SLURM Scheduler

SLURM (Simple Linux Utility for Resource Management) is a job scheduler and workload manager.

It manages access to compute servers (nodes), provides a framework for running workloads - usually parallel jobs - on these nodes, and manages a queue of pending jobs contending for resources. For a more detailed introduction to SLURM, refer to:

- SchedMD SLURM site
- SLURM Quick Start User Guide

SLURM is a critical component for a large computational resource such as the Coeus and Gaia HPC clusters. Despite the "Simple" in its name, SLURM is a fairly complicated tool, and may require some familiarization to accomplish your desired workflow.

Getting up to speed...

Initially your goal is just to get your process running.

1. Make sure your software runs. You can do this on the login nodes... but, just to test it. Remember: Don't run compute jobs on the login nodes!
  1. - Make sure you've loaded the appropriate environment modules.
    - Create a working directory on the /scratch volume and make sure your application can write to it.
    - Do you have all configuration, data, and other files in the appropriate working directories?
2. Will you be running a batch process or interactively? Both are supported.
  1. - Batch processes are "fire-and-forget" and don't request interaction until the process is done. The scheduler supports multi-step batch processes
    - Interactive sessions allow you to manually run commands and can be run either through a shell or a graphics interface.

Then you want to make sure you can run it with the scheduler, making sure that you're using proper input data and getting all required output. Lastly, you should make sure your process is running efficiently, using system resources as effectively as possible. The typical steps for getting a computational process set up on the cluster are:

1. Edit a sbatch submit script to send your job to the scheduler (refer to examples below)
2. Test your submit script
  1. - Does your sbatch script load the correct modules?
    - Do you get slurm errors when submitting an sbatch job?
    - Are application output and error files going to your working directory?
3. Optimize your job submission, if necessary.
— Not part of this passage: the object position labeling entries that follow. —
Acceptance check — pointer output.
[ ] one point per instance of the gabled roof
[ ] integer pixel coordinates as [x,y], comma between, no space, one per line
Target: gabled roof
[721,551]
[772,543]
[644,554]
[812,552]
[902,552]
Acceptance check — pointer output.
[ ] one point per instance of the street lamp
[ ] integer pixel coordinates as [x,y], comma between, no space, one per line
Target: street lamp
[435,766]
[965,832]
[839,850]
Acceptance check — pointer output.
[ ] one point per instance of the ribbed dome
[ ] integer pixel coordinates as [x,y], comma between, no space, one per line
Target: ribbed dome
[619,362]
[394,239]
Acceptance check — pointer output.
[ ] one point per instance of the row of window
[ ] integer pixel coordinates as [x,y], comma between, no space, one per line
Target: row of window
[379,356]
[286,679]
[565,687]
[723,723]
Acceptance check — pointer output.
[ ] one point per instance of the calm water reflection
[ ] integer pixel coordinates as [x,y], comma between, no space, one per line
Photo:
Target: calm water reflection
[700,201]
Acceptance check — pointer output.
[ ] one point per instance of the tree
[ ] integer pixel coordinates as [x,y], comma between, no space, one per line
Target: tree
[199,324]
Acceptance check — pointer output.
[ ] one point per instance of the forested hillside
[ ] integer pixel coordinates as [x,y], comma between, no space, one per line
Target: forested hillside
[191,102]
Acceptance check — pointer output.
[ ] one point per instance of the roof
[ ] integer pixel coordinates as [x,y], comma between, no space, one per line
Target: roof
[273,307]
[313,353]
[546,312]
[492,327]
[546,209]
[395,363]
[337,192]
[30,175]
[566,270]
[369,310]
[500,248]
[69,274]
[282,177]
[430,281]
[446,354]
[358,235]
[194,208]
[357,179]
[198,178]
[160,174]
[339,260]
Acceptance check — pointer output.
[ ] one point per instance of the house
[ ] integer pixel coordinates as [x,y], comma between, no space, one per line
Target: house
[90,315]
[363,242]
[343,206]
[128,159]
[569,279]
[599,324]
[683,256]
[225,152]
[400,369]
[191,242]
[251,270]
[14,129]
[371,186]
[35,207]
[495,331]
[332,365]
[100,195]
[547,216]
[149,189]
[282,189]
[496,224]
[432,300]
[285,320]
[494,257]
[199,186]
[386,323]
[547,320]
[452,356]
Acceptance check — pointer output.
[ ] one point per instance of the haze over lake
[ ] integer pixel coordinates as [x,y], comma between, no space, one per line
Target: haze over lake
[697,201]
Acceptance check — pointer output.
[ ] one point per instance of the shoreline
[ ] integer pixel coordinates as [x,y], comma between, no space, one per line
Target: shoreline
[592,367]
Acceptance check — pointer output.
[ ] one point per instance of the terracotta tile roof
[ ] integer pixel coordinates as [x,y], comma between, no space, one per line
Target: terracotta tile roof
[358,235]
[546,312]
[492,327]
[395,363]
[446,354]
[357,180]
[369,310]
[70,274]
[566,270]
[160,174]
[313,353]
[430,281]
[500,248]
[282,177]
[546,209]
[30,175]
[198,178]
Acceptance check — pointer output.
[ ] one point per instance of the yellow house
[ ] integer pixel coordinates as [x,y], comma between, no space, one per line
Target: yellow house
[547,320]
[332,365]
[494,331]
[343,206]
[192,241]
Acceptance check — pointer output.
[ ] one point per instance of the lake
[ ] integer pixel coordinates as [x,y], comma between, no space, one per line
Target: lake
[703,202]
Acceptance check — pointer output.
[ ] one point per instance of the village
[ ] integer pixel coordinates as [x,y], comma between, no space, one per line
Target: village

Check out this FAQ on how to how to analyze your job performance
4. Also, remember to cancel test jobs!

Common SLURM Commands

There are a number of user commands users regularly employ for working with the scheduler.

- sbatch - Submit a job script to the scheduler for execution. This script typically contains one or more srun commands to launch batch jobs or mpiexec commands to launch parallel tasks on compute nodes. One advantage of the sbatch script is that it's self-documenting.
  - To filter the jobs of only one user, use sbatch -u <username>.
- squeue - This reports the state of jobs or job steps. This is useful view check what’s in the current job queue, especially if you’re going to submit a larger job using many nodes.
- scancel - Allows you to cancel a pending or running job.
- sinfo - This reports the state of partitions and nodes managed by Slurm. There are a number of filtering, sorting, and formatting options.
- salloc - Request an allocation. User can then run any program available on the allocated nodes. Typically this used for processes not readily run as batch processes, interactive sessions, etc.
- mpiexec - This command is used to submit a parallel MPI process. Typically this will be included in an sbatch script.
- srun - Initiate commands on compute nodes in real time or in an sbatch script. Typically this is used to run non-MPI processes on compute nodes, but is also used with MPICH parallel jobs (refer to examples below).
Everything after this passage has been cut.